The Minister will realise that increasing the weekly limit on statutory redundancy pay, especially to the extremely high level suggested by the hon. Member for Chorley (Mr. Hoyle)-or rather, by the unions-would make redundancies far more expensive for employers, including the state. Employers, including the state, will now have to implement more redundancies to reduce their labour costs by the same amount as before. If the Bill is passed, the cost to employers could mean a rise in unemployment, resulting in a significant additional cost to the Exchequer in terms of payment of unemployment benefits and lost tax revenues.

The Department for Business, Innovation and Skills had its statutory instrument approved this afternoon. The impact assessment was based on an increase in the weekly limit on statutory redundancy pay from £350 to £380. The Government estimate that business would incur up to £121.2 million in extra costs. It is obvious that an increase from £350 to £470, as proposed by the Bill, would lead to significantly higher costs, and could have a devastating impact on many businesses across the country. Unemployment is increasing every week, and it is therefore likely that the cost to businesses would be greater than is suggested by any current estimates.

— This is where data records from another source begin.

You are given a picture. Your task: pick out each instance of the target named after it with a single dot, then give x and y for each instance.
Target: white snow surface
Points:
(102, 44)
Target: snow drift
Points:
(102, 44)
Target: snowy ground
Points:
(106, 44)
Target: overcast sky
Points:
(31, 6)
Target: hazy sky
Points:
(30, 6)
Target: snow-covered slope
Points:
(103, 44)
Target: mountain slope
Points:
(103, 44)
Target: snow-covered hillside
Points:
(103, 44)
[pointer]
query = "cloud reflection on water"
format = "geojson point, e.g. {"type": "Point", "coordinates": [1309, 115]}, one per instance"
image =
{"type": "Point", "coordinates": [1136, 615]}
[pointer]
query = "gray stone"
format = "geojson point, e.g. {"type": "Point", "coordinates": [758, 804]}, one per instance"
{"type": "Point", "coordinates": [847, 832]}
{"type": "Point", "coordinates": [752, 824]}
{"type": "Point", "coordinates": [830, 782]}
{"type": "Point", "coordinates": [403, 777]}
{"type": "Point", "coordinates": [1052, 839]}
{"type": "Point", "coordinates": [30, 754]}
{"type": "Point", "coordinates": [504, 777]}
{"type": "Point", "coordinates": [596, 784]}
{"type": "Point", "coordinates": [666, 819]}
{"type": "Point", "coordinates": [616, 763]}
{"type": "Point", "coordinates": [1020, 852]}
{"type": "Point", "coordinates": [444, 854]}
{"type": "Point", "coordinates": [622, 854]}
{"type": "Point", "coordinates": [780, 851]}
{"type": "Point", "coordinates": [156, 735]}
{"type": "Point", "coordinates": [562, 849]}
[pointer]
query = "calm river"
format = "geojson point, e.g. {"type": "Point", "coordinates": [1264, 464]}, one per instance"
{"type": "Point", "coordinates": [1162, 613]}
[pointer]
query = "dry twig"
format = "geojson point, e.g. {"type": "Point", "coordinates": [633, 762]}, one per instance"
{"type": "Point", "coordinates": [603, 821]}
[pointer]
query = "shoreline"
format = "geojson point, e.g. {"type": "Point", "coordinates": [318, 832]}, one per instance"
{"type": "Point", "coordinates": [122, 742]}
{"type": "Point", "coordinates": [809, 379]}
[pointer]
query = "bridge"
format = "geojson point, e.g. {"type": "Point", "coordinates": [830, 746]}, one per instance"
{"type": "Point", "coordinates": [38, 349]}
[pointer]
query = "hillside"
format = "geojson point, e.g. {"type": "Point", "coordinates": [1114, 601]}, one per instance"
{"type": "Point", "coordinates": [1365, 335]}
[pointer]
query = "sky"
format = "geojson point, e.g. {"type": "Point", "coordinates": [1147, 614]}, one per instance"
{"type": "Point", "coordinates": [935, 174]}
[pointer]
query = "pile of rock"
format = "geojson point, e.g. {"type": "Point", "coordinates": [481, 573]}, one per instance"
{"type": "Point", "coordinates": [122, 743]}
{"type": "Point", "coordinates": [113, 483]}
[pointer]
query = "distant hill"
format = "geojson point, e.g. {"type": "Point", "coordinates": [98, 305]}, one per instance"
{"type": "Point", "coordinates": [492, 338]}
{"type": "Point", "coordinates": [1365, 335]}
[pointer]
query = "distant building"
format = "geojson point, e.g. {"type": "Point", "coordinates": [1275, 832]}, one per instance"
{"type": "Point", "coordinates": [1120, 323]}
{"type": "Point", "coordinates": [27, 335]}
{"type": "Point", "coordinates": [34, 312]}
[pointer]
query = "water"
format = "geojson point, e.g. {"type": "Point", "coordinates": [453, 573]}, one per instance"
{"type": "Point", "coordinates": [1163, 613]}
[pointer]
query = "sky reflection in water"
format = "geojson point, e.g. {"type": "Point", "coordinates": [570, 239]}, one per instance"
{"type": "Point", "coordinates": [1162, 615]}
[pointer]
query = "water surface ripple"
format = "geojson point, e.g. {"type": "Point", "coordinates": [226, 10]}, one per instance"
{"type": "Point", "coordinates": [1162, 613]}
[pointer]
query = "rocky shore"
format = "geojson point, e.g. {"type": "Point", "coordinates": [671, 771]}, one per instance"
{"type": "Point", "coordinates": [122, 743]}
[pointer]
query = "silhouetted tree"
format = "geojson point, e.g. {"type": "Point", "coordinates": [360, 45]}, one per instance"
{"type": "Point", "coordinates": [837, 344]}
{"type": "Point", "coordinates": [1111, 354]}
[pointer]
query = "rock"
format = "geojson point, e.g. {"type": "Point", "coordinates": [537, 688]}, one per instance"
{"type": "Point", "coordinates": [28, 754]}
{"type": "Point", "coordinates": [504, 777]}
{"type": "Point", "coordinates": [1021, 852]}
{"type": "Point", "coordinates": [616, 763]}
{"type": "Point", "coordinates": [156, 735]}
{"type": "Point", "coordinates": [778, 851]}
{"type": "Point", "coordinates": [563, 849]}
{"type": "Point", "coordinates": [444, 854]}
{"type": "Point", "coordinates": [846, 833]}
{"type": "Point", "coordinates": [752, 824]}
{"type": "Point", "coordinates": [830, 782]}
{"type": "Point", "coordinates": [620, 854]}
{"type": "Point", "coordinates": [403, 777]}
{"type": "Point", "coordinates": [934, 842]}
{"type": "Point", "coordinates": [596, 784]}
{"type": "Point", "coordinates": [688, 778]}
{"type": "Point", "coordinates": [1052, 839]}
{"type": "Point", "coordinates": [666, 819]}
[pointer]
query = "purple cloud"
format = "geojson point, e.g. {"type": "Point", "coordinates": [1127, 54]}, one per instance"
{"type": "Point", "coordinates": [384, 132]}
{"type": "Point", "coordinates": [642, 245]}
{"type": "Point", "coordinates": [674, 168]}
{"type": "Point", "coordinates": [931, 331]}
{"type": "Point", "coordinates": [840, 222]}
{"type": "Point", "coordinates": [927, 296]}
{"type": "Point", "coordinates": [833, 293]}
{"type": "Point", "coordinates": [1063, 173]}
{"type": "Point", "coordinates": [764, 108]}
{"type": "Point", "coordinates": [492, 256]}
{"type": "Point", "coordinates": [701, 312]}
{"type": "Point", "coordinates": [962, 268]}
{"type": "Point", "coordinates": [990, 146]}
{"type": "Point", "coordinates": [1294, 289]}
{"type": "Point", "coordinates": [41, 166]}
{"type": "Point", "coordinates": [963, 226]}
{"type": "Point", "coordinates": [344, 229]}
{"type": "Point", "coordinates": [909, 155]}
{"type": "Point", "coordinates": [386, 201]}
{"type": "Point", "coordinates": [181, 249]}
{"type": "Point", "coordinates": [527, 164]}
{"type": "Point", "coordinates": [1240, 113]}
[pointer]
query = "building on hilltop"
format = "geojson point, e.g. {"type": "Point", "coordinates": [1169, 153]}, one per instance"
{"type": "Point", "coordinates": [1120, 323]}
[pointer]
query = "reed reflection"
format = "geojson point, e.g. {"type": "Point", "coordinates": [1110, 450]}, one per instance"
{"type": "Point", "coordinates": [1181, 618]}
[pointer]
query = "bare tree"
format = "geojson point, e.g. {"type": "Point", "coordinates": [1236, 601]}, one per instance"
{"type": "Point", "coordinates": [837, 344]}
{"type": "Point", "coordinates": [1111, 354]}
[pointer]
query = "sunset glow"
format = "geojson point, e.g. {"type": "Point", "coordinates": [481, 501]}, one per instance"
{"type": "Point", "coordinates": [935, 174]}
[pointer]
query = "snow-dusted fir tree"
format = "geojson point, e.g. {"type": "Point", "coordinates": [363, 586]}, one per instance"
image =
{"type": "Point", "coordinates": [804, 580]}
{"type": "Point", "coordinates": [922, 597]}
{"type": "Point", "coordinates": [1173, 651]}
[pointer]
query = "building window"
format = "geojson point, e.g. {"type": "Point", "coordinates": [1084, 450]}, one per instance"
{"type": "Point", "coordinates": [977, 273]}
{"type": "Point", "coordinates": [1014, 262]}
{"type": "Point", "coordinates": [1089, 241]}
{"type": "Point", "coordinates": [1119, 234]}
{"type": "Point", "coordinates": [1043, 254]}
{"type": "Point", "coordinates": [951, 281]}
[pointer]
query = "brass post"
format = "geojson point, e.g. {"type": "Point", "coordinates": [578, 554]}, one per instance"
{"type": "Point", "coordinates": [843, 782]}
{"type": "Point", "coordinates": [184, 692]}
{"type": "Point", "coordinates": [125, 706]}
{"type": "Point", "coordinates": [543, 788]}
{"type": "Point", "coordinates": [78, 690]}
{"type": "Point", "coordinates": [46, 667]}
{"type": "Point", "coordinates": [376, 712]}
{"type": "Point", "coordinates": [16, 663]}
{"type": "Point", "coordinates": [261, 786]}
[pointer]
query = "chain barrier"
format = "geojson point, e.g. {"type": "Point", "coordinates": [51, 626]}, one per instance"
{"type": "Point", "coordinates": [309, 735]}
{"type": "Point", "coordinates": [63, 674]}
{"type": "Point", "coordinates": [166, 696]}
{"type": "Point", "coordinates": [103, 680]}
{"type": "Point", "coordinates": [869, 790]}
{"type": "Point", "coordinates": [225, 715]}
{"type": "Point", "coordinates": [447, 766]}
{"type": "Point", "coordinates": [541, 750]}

What is recognised in the motion, however, is that the Exchequer, too, will be faced with enormous costs if the Bill is passed. Again, all we have to refer to is the impact assessment based on an increase from £350 to £380. In the assessment, the Government estimate that that will cost the Exchequer up to £53.9 million. We have seen what an increase of 8 per cent. will cost the taxpayer. An increase of around 34 per cent., from £350 to £470, would cost the taxpayer considerably more. I calculate the amount to be in the region of £210 million, which strikes me as a conservative figure. I should be grateful if the Minister could explain the cost implications of the motion for the state.

Given the perilous position of the public finances, we know and the Minister knows-I think he more or less accepted it in his opening speech-that the country simply cannot afford this unnecessary measure. The Government-a Government on their last legs-are desperate to appease the trade unions that back them. That is what is so bizarre. I had thought that following this afternoon's concessions to the unions by the Government, the private Member's Bill would be withdrawn and there would be no need for the motion. That seems not to be the case, which shows just how feeble and unable to deliver the Government have become. They now need to focus on the reality of the situation, which is that they are imposing a large and unnecessary burden on both business and the taxpayer.

Conservative Members cannot support an arrangement that makes businesses, or the taxpayer, subject to such large and unnecessary additional burdens, especially during the almost unprecedented recession in which we find ourselves. I hope that the Minister will sort out this mess before the Bill returns to the House.